The Voies Ferrées des Landes (/fr/, VFL) was founded in 1916 from the merger of three short line railway companies in the Landes forest region of Gascony, France.

The railway lines were created primarily to transport timber from the forested area. By the beginning of the 21st century only 17 km of the peak of 361 km peak length of the railway remained in commercial use.

A section of the line between Labouheyre and Sabres was taken over by the Association française des amis des chemins de fer (AFAC) and now serves an agricultural museum in Marquèze.

==History==
In 1854 the Chemin de Fer du Midi (CF du Midi) had constructed a line between Bordeaux and Dax, the Landes Forest, created in the 18th century was by then producing mature trees.
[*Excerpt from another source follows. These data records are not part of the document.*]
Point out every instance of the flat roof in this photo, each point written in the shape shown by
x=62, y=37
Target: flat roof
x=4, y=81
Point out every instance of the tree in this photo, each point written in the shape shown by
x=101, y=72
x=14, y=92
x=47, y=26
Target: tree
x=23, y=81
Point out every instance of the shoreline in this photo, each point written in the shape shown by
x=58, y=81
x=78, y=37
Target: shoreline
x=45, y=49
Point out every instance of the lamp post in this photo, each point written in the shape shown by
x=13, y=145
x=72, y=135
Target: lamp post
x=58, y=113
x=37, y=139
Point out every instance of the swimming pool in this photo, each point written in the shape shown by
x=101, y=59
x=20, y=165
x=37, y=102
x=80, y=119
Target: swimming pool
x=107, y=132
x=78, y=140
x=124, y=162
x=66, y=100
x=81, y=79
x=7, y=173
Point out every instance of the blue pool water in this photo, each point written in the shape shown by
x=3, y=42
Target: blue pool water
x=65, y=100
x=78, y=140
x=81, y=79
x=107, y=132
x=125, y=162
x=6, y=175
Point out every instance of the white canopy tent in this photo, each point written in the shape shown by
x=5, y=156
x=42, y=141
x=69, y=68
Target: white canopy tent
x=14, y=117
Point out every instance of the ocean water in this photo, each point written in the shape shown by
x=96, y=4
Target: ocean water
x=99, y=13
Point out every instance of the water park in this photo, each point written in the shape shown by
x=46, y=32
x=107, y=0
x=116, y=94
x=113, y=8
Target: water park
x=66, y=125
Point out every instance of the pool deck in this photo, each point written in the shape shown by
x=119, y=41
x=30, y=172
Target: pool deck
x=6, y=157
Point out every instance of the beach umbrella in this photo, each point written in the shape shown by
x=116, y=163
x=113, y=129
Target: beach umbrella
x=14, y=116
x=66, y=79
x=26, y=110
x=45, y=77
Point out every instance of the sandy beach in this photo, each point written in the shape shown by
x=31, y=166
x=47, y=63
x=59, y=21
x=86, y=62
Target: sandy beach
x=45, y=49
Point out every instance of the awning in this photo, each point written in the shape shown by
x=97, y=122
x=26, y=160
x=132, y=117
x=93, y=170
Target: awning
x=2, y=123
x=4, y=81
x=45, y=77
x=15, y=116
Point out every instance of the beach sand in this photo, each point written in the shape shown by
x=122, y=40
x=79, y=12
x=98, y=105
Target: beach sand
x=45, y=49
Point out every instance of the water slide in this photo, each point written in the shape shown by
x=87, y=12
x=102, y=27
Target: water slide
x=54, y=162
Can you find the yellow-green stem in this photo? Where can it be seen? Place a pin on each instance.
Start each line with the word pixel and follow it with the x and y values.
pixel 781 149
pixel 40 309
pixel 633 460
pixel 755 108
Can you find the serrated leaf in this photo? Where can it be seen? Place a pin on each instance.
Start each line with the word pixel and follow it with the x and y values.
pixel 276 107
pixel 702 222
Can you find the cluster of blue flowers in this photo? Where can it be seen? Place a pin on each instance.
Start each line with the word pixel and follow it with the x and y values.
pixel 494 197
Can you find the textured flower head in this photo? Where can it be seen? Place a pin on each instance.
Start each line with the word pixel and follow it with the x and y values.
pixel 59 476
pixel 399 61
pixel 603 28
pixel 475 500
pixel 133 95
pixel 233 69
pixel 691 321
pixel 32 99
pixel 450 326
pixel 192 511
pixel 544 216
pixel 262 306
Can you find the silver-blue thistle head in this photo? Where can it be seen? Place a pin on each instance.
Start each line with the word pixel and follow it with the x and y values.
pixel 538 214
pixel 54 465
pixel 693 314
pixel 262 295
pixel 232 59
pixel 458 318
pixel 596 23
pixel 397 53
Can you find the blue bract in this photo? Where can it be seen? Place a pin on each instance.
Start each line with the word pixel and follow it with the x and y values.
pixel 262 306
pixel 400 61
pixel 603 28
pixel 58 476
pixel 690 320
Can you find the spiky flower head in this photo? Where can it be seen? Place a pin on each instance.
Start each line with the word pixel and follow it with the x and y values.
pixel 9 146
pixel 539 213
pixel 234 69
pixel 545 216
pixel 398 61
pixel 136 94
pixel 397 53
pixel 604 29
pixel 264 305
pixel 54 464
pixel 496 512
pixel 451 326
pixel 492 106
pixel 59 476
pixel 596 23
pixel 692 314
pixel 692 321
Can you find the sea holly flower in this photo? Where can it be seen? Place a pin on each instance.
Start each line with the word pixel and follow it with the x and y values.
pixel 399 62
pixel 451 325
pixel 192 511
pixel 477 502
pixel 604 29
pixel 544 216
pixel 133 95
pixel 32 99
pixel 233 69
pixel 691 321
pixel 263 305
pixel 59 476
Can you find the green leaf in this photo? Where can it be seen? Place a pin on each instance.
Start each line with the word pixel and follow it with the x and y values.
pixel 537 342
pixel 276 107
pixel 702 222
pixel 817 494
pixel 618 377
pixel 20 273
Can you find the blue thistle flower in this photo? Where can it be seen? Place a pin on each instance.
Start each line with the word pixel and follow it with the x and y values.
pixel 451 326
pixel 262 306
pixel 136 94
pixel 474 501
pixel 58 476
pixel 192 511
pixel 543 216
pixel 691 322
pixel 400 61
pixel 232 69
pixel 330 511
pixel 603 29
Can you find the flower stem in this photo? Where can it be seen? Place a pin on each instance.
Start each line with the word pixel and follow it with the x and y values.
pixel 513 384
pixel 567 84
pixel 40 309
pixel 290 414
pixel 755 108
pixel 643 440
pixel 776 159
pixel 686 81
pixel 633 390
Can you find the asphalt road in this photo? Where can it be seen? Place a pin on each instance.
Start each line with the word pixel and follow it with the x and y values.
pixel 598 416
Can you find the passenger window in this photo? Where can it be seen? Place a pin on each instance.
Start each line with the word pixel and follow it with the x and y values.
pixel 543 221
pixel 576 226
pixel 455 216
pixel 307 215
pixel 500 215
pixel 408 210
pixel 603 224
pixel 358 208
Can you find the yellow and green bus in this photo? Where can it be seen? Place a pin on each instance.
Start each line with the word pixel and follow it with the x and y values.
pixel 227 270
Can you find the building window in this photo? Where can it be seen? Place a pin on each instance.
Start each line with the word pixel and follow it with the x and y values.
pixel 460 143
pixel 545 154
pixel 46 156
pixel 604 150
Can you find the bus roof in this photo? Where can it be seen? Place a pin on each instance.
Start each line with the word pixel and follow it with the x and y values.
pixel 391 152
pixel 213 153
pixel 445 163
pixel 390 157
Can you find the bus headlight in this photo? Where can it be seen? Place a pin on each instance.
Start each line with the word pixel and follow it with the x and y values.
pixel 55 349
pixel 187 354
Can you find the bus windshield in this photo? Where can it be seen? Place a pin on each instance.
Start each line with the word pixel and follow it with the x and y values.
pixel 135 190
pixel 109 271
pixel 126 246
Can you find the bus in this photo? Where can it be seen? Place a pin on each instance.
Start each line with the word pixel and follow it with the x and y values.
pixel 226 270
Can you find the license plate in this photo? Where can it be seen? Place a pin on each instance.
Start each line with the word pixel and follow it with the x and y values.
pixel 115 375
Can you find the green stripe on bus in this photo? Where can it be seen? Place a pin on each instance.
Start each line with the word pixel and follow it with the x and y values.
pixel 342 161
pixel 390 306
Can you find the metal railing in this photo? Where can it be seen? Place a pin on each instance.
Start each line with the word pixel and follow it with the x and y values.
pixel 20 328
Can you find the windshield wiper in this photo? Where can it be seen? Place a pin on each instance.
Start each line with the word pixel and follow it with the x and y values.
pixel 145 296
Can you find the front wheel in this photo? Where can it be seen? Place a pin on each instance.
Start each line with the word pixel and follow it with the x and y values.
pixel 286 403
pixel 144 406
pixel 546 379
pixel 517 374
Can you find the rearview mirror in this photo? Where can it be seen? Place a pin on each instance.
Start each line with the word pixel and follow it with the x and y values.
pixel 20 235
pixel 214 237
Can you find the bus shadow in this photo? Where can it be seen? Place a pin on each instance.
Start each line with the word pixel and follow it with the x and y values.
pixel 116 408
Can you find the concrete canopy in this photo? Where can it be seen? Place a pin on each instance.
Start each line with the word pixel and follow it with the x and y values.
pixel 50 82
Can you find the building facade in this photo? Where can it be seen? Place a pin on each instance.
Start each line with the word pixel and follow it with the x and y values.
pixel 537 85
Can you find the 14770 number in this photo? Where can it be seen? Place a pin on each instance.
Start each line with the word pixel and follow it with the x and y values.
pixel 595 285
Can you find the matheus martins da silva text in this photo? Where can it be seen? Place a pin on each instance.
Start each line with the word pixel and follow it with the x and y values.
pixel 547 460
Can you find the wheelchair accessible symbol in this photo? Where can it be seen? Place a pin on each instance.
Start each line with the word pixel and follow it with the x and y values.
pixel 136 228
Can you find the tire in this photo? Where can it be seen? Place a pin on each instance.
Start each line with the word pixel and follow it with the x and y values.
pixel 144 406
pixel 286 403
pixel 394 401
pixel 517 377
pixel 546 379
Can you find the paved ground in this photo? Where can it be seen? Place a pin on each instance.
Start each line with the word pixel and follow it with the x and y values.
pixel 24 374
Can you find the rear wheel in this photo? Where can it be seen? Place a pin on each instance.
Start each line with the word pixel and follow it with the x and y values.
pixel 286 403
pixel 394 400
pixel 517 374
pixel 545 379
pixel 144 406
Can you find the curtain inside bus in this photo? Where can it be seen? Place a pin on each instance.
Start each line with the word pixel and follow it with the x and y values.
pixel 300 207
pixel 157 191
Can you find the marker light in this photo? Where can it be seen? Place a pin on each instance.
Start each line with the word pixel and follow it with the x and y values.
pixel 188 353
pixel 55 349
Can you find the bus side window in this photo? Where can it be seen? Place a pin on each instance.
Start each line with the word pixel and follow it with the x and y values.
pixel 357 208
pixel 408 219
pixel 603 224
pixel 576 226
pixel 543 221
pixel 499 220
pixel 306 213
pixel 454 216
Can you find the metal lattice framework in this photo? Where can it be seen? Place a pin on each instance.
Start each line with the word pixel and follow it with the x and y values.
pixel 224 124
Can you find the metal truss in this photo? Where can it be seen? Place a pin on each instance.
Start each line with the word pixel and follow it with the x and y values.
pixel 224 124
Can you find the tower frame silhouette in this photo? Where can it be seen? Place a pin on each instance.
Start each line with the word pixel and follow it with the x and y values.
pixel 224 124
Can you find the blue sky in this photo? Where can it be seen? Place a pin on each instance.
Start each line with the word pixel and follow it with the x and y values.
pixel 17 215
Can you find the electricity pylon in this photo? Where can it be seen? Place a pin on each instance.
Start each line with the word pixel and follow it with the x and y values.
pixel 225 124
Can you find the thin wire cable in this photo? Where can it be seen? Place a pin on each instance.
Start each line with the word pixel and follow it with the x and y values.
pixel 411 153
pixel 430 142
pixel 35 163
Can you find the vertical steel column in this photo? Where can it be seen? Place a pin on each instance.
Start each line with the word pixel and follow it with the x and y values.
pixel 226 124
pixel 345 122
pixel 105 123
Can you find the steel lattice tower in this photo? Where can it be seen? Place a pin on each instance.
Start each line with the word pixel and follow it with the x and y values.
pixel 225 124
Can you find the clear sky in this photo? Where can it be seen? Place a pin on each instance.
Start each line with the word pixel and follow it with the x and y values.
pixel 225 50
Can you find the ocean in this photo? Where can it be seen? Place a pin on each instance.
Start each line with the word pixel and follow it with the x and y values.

In 1875, the company began to support though subsidiary companies the creation of secondary lines serving agricultural roads built in the area in the 1850s.

The Chemins de fer d'intérêt local des Landes (CFILL) opened several lines in 1890, between 1905 and 1911 the Chemins de fer du Born et du Marensin (BM) opened more lines, some extending the CFILL lines further from their terminuses, others were new lines branching from the Bordeaux - Bayonne mainline. Additionally the company Chemin der fer d'intérêt local de Soustons à Léon (SL) had opened a 22 km line extending a branch extending the CFILL in 1904.

By 1910 the combined railway lines were over 350 km long. The three railway companies served the same region, and in part were interdependent. To simplify the administration the 'CF du Midi' asked that the firms be consolidated under the name Voies Ferrées des Landes; in 1916 the three merged in 1916 to form the Société anonymes des Voies Ferrées des Landes (VFL).

The lines temporarily closed to passengers in 1939 due to a fuel shortage in the buildup to the Battle of France. After re-opening passenger services continued until 1949 after which the services ended on all but two branches. Freight services ended on many lines in 1969, and in 1979, with almost all activity ended by the end of the 1980s.

In 1947 the VFL lines became the responsibility of the département des Landes, and is now the responsibility of the Landes transport authority (:fr:Régie des Transports Landais French). Freight on the lines did not end entirely, when the company Voies Ferrées Locales et Industrielles (VFLI) was created in 1998 it took over responsibility for operations on the lines: Trains on the Laluque/Tartas, and a short section within the industrial area of Ychoux on the Ychoux to Moustey and less than 1 km in Dax (traffic ended 2005) were still in use in the early 2000s.

==Tourism==
A section on the line between Labouheyre and Sabres was taken over by the non-profit organisation the Association française des amis des chemins de fer (AFAC) (Association française des amis des chemins de fer French) and now serves a site of the Écomusée de la Grande Lande (Écomusée de la Grande Lande French) located in Marquèze.